Nio January Deliveries Jump 96% as Shares Fall Over 6% to August Lows
Nio delivered 27,182 vehicles in January, up 96% year-over-year, yet its shares slumped over 6% to hit their weakest level since August, leaving them roughly 43% below last September’s peak. Investor concerns center on Chinese EV demand sustainability and the high costs and low utilization of Nio’s battery-swapping network.
1. Delivery Surge Contrasts with Share Decline
In January, Nio reported a 96.1% year-over-year increase in vehicle deliveries, shipping 27,182 cars compared with 13,873 a year earlier. Despite this momentum, the company’s share price fell to $4.52, its lowest level since August and 43% below last September’s peak. Investors have been rattled by the disconnect between strong top-line growth and persistent downward pressure on the stock, suggesting that delivery volumes alone are not sufficient to restore confidence.
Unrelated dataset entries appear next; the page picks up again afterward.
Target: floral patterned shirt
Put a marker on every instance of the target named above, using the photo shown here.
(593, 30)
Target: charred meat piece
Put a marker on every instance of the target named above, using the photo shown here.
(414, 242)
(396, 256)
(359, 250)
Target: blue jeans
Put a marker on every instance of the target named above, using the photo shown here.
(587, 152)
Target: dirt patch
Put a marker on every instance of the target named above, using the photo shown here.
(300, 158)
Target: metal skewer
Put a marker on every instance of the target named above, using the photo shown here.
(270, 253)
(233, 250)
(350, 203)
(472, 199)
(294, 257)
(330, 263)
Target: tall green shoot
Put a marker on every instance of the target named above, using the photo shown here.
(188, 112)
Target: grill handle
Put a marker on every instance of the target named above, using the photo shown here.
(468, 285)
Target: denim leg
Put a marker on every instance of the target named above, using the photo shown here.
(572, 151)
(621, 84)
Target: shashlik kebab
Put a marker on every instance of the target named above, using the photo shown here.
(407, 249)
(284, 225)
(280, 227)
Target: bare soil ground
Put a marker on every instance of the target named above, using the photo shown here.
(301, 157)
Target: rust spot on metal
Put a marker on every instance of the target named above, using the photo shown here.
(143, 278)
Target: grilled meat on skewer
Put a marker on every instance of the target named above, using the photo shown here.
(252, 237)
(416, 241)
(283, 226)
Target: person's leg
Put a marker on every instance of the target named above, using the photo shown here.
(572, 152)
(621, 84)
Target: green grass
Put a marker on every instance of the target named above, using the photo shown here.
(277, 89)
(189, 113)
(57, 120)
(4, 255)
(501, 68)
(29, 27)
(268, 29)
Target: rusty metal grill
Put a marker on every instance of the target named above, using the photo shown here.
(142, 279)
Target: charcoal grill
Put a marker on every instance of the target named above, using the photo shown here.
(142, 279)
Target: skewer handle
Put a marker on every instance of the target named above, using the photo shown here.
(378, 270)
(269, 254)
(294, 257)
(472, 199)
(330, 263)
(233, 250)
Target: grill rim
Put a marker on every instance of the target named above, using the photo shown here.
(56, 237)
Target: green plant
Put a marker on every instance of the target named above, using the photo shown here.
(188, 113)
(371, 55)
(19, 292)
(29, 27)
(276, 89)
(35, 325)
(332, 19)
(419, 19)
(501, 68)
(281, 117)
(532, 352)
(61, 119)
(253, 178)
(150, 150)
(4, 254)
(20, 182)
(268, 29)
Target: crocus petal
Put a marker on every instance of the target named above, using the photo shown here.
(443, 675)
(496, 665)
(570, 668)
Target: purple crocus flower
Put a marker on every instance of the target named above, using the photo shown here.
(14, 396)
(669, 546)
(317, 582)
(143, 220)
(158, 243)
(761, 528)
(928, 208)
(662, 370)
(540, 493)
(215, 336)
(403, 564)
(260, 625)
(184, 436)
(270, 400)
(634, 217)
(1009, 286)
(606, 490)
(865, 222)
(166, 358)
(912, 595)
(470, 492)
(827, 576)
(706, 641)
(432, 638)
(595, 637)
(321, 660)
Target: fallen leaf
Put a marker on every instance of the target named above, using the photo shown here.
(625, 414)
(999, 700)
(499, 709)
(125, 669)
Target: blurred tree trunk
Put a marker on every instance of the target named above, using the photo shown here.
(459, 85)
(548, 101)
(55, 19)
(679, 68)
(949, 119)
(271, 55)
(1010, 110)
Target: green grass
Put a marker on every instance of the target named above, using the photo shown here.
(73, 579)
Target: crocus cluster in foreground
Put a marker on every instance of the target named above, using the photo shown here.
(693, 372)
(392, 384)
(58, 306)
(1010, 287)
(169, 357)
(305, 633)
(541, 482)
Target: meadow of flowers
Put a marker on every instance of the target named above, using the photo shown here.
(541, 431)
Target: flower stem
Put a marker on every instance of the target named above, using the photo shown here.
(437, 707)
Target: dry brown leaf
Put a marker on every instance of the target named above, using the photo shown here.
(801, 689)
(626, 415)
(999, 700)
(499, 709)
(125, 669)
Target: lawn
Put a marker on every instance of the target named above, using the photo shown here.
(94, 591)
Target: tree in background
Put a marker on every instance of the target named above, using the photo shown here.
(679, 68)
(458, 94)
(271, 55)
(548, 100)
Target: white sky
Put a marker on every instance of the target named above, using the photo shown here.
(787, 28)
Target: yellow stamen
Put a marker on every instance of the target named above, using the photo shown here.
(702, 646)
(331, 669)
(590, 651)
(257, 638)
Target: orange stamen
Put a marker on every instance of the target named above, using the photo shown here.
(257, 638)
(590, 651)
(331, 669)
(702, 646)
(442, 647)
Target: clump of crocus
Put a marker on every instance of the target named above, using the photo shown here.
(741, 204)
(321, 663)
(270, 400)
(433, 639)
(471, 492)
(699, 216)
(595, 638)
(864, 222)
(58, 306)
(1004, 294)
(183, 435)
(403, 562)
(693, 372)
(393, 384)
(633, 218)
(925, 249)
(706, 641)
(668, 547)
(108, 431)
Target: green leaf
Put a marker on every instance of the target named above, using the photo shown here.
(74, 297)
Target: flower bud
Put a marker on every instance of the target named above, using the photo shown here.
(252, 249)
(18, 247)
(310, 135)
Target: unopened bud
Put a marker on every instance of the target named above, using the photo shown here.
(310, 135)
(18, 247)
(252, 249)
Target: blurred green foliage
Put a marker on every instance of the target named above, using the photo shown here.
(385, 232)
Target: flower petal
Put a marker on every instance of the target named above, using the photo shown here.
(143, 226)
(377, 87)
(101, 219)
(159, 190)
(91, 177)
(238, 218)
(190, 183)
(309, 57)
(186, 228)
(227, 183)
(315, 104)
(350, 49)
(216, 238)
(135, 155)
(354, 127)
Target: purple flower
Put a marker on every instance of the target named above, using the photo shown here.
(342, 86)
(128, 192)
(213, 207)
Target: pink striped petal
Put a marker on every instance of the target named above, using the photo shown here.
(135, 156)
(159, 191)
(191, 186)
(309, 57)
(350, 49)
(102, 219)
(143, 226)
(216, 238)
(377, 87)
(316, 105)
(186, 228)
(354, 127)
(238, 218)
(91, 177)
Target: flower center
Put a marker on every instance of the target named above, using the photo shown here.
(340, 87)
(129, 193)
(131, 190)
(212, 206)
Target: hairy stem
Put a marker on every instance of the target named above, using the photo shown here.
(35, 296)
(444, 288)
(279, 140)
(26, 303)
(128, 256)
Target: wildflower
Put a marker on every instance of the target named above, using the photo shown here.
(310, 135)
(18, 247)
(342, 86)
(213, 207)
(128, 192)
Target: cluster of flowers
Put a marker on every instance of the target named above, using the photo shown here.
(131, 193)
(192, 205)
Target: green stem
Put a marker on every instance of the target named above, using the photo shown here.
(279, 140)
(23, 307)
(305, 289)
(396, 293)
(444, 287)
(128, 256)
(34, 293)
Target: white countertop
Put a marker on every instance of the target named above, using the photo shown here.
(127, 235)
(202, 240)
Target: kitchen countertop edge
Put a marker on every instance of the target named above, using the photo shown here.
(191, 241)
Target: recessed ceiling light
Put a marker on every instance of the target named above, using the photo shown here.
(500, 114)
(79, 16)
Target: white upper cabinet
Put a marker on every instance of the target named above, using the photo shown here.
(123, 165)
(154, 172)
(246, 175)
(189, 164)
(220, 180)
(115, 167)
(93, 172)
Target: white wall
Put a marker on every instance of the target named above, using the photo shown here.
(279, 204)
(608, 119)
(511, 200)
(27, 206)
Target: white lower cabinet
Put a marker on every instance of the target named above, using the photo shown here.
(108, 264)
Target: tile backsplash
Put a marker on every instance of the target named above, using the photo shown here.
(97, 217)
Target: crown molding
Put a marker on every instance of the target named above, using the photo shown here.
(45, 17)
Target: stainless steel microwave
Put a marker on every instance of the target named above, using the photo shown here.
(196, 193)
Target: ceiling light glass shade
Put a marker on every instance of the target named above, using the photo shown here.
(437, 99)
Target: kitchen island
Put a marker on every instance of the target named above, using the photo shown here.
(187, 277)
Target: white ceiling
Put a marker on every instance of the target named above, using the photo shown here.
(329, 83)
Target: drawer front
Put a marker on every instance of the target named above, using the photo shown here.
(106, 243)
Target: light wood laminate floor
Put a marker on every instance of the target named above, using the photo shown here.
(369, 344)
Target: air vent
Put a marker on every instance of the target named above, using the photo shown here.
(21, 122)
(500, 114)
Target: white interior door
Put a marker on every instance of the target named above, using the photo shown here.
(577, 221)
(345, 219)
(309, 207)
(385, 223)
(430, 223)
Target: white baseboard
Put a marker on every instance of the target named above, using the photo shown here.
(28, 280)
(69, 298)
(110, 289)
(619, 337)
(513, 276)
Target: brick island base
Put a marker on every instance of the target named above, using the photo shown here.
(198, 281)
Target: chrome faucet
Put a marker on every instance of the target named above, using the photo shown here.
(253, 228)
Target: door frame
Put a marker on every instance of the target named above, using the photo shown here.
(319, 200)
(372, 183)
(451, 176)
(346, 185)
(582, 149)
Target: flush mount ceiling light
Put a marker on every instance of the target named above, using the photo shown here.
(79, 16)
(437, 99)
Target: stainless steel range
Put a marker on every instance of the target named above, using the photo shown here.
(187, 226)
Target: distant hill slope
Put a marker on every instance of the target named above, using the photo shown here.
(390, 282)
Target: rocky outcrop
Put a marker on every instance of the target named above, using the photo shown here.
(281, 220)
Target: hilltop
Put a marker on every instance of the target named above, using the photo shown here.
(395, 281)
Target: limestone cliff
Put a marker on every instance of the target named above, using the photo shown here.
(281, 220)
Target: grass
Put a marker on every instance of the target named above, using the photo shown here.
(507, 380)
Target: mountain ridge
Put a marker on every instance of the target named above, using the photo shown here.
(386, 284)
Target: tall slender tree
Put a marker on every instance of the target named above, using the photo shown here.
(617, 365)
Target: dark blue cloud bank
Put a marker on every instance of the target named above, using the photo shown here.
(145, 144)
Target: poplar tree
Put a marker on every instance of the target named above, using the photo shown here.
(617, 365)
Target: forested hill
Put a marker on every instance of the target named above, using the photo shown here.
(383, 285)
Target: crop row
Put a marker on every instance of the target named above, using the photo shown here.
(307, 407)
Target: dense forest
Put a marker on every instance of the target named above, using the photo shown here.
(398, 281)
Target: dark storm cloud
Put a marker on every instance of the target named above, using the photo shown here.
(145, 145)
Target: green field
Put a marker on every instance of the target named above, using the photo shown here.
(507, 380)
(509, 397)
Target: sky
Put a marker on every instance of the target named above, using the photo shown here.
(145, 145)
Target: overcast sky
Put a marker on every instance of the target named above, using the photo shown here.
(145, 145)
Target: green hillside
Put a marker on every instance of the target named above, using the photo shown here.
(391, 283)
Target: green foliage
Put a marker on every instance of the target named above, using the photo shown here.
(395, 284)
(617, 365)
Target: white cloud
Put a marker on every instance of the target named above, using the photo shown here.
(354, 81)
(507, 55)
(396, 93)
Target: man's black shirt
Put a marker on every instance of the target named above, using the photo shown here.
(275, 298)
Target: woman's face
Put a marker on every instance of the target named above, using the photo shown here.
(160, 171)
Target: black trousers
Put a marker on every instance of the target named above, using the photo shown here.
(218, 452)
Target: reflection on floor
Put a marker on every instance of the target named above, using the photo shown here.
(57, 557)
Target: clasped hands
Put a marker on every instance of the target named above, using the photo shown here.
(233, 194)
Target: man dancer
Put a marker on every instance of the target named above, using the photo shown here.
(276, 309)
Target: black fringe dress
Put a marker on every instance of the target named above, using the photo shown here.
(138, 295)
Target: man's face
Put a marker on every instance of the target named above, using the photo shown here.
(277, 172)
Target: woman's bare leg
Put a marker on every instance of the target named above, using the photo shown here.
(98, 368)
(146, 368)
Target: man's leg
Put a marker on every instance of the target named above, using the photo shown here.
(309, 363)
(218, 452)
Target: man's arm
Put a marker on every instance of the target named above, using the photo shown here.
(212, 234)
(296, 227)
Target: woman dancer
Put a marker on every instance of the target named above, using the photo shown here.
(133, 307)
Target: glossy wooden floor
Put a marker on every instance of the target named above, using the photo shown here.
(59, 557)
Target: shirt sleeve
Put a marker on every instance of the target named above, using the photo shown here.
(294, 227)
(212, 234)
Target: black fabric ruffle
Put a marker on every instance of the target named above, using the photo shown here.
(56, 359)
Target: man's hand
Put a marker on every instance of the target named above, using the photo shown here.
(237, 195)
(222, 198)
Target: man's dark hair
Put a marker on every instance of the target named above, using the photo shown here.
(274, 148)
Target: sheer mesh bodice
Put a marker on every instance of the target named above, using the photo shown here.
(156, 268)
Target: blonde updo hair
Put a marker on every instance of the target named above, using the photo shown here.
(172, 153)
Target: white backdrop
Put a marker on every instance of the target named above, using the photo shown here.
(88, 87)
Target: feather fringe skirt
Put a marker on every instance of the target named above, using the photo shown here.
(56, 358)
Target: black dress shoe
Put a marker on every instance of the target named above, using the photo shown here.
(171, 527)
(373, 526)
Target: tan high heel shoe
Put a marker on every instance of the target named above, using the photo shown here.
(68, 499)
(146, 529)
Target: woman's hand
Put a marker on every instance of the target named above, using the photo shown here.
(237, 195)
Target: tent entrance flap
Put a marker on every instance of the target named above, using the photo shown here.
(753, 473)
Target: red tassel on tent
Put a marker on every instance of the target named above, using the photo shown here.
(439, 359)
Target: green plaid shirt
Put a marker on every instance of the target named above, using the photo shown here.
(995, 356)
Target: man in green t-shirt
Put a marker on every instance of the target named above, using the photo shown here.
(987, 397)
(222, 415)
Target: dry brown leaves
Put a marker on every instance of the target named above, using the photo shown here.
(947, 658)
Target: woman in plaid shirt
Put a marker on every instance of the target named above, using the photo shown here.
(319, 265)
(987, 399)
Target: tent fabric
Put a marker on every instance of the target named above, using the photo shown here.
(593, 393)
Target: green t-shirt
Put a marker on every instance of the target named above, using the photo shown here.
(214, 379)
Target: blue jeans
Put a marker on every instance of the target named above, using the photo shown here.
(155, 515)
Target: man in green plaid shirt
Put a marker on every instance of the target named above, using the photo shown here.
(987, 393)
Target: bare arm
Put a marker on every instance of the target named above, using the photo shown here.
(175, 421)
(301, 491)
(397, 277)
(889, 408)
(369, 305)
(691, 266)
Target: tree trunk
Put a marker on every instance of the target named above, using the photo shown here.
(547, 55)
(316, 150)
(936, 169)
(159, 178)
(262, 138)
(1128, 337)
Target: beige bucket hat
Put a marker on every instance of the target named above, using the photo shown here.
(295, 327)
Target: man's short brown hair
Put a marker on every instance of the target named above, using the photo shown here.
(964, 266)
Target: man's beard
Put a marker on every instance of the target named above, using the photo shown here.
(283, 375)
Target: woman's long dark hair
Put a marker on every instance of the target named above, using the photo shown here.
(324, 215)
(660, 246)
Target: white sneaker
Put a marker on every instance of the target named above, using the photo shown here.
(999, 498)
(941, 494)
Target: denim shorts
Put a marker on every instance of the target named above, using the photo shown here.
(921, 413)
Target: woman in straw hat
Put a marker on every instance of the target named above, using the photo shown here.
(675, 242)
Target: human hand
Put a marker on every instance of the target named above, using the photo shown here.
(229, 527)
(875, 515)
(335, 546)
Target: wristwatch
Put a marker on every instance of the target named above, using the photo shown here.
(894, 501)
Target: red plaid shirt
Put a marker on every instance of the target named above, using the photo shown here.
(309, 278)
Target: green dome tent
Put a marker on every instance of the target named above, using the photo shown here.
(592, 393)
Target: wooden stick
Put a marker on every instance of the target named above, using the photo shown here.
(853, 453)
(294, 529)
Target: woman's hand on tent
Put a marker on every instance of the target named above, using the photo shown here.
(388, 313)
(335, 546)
2. Trading Activity and Key Financial Metrics Signal Caution
Trading volume in early February averaged 66 million shares per session, roughly 40% above the three-month average of 47 million, as market participants weighed Nio’s 11.25% gross margin against broader concerns over Chinese EV demand. With a market capitalization near $9.9 billion, the company sits well below its industry peers in terms of valuation multiples. The combination of heightened trading activity and lackluster price performance points to an uncertain outlook among institutional investors.
3. Battery-Swapping Infrastructure Remains a Strategic Wildcard
Nio’s proprietary battery-as-a-service model requires substantial upfront investment in swap stations, with over 700 locations built to date at an estimated cost of $150,000 each. Utilization rates have hovered around 30%, putting pressure on margins and raising questions about the scalability of the network. As fast-charging technologies improve and competitors expand their public charging footprints, Nio’s battery-swapping advantage may face headwinds, making long-term profitability harder to predict.